Lucas Brunelle is an American videographer of bicycle stunts and races.

==Early life and bicycling==
Lucas Brunelle was raised on Martha's Vineyard in Massachusetts where he attended Martha's Vineyard Regional High School. He began his bicycle career, riding BMX bikes at 15 years old. He is a veteran cyclist, traveling extensively to attend alleycat races around the world. He is also well known for his YouTube channel, where he publishes videos detailing his rides, races, and thoughts on cycling.
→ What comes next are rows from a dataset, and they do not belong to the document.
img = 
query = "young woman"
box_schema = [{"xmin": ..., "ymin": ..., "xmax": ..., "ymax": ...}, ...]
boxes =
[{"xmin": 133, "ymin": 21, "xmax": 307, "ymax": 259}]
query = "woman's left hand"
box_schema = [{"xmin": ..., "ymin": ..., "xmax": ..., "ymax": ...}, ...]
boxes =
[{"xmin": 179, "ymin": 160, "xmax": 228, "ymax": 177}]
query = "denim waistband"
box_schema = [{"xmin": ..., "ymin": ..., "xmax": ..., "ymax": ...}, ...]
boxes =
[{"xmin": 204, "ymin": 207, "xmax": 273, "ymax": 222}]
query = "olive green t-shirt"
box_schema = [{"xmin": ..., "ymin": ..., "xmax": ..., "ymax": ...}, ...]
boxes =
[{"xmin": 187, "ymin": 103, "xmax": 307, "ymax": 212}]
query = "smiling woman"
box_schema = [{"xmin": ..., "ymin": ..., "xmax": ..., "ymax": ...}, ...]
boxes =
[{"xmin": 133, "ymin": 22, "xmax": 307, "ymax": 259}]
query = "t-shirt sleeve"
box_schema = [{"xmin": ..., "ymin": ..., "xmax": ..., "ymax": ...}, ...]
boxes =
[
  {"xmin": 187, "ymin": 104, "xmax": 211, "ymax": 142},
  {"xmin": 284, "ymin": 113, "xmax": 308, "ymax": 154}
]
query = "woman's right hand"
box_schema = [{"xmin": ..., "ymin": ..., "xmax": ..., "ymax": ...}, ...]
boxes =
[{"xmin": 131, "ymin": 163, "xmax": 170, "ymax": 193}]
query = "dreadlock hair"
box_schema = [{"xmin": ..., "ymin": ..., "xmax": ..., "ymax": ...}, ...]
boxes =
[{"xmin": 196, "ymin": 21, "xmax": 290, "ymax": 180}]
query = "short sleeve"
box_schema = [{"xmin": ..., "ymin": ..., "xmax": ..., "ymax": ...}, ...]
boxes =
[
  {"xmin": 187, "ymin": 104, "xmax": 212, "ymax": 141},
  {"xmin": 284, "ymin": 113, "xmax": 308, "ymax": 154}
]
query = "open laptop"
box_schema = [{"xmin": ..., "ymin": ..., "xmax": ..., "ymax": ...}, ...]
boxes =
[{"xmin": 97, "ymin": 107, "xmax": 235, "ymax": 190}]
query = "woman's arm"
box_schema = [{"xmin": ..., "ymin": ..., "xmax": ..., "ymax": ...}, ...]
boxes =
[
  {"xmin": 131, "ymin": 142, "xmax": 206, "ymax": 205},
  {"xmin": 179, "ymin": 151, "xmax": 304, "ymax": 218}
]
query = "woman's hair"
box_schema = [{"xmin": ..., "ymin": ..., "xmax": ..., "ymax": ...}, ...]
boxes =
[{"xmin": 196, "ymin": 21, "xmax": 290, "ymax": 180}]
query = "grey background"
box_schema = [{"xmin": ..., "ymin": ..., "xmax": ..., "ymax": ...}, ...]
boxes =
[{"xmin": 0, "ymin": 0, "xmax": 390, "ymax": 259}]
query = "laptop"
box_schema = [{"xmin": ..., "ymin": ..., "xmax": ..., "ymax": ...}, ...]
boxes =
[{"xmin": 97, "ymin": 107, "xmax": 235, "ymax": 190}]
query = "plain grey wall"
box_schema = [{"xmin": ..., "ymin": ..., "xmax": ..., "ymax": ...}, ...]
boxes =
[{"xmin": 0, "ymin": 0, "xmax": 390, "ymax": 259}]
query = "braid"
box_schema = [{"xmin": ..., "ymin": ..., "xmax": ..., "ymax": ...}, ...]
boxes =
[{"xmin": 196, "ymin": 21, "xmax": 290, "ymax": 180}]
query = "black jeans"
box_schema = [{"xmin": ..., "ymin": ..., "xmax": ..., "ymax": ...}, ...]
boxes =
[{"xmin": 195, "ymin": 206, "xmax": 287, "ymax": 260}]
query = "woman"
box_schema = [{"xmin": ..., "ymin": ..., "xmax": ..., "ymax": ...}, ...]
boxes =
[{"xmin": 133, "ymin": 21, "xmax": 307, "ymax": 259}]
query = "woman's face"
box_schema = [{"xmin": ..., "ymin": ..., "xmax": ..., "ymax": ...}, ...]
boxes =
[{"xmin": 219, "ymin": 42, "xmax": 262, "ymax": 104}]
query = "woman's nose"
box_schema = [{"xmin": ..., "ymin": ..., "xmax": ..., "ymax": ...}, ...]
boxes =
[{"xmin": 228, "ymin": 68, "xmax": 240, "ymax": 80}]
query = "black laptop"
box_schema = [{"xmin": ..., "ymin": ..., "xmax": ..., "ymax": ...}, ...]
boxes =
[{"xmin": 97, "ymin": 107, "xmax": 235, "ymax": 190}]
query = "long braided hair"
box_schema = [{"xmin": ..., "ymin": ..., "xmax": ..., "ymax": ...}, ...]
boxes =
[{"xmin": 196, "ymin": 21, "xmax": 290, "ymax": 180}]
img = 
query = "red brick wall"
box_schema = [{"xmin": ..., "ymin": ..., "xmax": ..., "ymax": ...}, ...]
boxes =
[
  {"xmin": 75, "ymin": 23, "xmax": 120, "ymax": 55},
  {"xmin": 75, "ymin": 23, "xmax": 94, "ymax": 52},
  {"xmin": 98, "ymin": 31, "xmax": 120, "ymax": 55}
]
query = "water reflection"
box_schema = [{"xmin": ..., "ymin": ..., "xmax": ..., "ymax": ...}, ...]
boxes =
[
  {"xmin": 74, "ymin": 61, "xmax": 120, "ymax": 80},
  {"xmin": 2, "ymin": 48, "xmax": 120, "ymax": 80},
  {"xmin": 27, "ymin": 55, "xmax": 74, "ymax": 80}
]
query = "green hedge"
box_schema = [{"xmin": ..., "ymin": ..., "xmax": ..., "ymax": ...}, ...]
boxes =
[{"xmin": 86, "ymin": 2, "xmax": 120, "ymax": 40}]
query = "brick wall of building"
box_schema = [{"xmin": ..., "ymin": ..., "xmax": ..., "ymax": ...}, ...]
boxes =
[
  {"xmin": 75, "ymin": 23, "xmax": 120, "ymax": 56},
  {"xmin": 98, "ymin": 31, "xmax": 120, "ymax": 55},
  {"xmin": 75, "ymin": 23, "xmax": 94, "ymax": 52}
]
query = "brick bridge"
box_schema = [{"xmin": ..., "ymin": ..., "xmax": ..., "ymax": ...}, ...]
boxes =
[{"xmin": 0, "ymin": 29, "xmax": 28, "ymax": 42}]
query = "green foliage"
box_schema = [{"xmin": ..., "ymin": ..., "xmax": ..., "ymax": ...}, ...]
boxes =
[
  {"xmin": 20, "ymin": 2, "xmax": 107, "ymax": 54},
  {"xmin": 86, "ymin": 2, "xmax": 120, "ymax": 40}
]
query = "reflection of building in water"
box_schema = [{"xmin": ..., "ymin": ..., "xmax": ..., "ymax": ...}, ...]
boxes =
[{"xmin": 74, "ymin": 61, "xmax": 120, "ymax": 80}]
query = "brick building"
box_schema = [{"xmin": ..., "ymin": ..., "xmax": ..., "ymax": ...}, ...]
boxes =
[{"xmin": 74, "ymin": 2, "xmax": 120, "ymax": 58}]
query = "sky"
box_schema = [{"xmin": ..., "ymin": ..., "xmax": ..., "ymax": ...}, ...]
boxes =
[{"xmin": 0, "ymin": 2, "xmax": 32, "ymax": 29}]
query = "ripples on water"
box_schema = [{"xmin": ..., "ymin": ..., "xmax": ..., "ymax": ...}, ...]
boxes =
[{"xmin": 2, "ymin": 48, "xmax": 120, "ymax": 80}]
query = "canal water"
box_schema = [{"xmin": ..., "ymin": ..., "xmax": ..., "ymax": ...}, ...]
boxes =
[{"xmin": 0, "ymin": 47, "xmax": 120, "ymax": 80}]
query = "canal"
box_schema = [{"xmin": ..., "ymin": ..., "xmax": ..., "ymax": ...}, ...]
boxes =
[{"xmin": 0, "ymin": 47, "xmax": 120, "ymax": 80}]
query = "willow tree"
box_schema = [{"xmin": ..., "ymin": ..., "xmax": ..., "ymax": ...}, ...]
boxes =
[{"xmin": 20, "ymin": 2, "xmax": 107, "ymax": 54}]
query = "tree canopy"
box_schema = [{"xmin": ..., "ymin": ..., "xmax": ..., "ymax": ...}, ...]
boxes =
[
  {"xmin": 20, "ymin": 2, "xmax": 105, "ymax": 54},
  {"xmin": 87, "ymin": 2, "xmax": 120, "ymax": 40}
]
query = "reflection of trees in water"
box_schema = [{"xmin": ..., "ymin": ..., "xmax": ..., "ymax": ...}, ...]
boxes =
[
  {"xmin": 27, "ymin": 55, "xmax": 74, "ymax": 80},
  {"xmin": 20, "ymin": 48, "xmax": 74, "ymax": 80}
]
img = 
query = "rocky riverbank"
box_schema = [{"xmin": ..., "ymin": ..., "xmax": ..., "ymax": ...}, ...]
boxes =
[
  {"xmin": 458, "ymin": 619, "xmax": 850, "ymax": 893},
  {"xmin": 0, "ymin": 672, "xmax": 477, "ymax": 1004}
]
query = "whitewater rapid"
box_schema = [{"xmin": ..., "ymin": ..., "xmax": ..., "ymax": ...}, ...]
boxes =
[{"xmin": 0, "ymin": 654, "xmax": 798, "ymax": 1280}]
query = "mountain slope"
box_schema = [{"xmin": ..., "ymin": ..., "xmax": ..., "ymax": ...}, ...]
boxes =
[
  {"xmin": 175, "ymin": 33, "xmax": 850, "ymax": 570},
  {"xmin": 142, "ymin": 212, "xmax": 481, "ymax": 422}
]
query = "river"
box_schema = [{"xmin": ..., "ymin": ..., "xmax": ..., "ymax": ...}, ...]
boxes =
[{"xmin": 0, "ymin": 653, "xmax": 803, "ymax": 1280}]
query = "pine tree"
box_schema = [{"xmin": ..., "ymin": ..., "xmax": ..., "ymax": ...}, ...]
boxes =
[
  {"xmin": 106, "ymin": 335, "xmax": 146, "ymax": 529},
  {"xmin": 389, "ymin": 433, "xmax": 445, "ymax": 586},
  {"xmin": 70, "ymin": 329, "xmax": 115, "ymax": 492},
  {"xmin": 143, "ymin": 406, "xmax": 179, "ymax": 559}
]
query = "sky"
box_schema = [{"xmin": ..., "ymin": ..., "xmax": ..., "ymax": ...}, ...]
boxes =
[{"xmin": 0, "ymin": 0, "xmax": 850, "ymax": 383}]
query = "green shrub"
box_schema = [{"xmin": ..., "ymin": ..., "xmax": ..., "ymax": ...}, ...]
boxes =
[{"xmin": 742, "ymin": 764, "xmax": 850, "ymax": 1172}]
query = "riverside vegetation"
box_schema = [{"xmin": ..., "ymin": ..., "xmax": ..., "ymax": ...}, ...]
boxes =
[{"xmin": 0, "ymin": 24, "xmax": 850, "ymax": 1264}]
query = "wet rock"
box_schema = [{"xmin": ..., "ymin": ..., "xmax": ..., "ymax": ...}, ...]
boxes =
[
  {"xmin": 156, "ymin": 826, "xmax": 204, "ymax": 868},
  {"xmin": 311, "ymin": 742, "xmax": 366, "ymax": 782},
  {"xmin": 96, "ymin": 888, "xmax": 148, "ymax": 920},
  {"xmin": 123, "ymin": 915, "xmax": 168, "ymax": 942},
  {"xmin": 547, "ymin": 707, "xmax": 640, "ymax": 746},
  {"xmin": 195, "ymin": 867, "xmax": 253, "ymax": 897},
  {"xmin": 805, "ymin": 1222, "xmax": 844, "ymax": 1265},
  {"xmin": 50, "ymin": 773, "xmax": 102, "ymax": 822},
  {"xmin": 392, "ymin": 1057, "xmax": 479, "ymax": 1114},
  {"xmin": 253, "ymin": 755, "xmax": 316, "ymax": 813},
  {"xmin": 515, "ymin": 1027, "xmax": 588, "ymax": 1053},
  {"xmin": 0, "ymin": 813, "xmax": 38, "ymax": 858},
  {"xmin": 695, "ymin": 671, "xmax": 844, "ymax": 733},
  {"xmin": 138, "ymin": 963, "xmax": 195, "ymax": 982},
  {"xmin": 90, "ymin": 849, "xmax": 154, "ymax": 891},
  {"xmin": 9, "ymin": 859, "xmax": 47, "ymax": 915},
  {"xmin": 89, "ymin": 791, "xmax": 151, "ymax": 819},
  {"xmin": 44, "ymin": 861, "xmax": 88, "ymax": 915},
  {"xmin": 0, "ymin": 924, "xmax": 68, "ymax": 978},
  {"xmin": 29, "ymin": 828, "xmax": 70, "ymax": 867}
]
From 1990 he attended the University of Massachusetts Amherst.

He has couriered, had his own small business, and messaged for his clients.

==Videography and advocacy==

Brunelle's videos have been featured in the Bicycle Film Festival, the International Cycling Film Festival and are made available online. Many bicycle forums regularly link to his newest films.

Brunelle has participated in several Critical Mass events in the Boston area. Some of the stunts he has been involved in include a bicycle-drawn carriage for a wedding, and parading a live band through the streets of downtown on a 1000 lb bicycle supported stage.

==Controversy==

Lucas Brunelle riding a bike on the Great Wall of China

Brunelle is known for his dangerous riding style, which has led to some tension with other riders, and with authorities. . In February 2021, Brunelle and a companion were riding the Charles River in Boston when the companion fell through the ice, which gained national attention for a few days. Brunelle went onto the frozen Charles river again the next week

In November 2014, Brunelle was involved in a traffic crash on Tremont Street near Boston Common. While running a red light, he struck a pedestrian, causing injury. He was then involved in an altercation with a taxi driver immediately following the incident with the pedestrian. Brunelle hailed the taxi driver for help, and the driver then physically attacked Brunelle, and attempted to run the cyclist over when Brunelle stood in front of the cab to prevent the driver from fleeing the scene.

Brunelle maintains a YouTube channel. In 2017 he posted a video of a member of his group crashing into and knocking a driver off an idle motorcycle on a roadway in France and a foot chase by the angry driver trying to catch up to the cyclist persistently It is said in the description that this is why he "isn't allowed there anymore".